Reason #3: MDR adds another critical dimension to your security sophistication
Many mid-sized businesses hesitate about MDR and don't even entertain the conversation because they are intimidated by the cost. But MDR is not solely within the reach or domain of the enterprise. Many affordable mid-market solutions are now available.
I always ask the same question. Where are you going to spend your next security dollar? Traditional security components are important but can also become a bottomless ocean. You’ve already spent money and time building your security infrastructure, managing and maintaining it. How can you maximize your current security investments, amplify your capabilities and go beyond traditional defense?
MDR can help you add another critical dimension to your security sophistication by enabling you to detect, identify and respond to threats in an efficient way.
What you really need for MDR
MDR combines your traditional security defense mechanisms with analysis and forensics. That combination allows security analysts to:
Detect known and unknown threats based on a holistic view of the infrastructure (including network, end point and cloud)
Defend by threat hunting using traditional security (firewall, IPS), analytics capabilities (SIEM) or manual intervention
Detect and respond to threats
Arrest and mitigate threats by analyzing root causes
The security analytics tools and threat hunters examine all alerts, regardless of vendor ratings. It’s a more advanced level of analysis that takes a broader view of your environment.
MDR has made great strides in helping companies deal with advanced persistent threats. These types of threats reside in the network silently, often with minimal activity. Traditional defense mechanisms don’t usually detect them. MDR can not only detect them, but the solution can also quickly and efficiently react and respond to lessen the chance of compromise and the severity of any potential event.
What kind of MDR conversation do you want to have?
MDR is marked as the next big thing in security.
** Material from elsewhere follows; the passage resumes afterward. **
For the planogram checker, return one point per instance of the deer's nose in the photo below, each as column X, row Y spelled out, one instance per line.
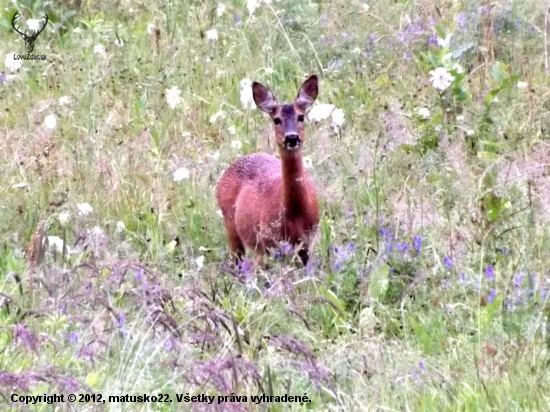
column 292, row 141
It’s an exploding market. You’re going to read a lot about it in the next little while. Most of the information out there defines MDR, compares Managed Security Services with MDR and details how MDR can help you conceptually.
But we want to have a different conversation about MDR. Of course, we’ll help you understand it. But we’ll do that by illustrating what’s really happening based on conversations we’ve been having with mid-sized businesses considering or implementing MDR.
We’ll address your questions with relatable answers from the experiences of your peers. And with that insight, we’ll help you decide how you can make the most of MDR in your environment.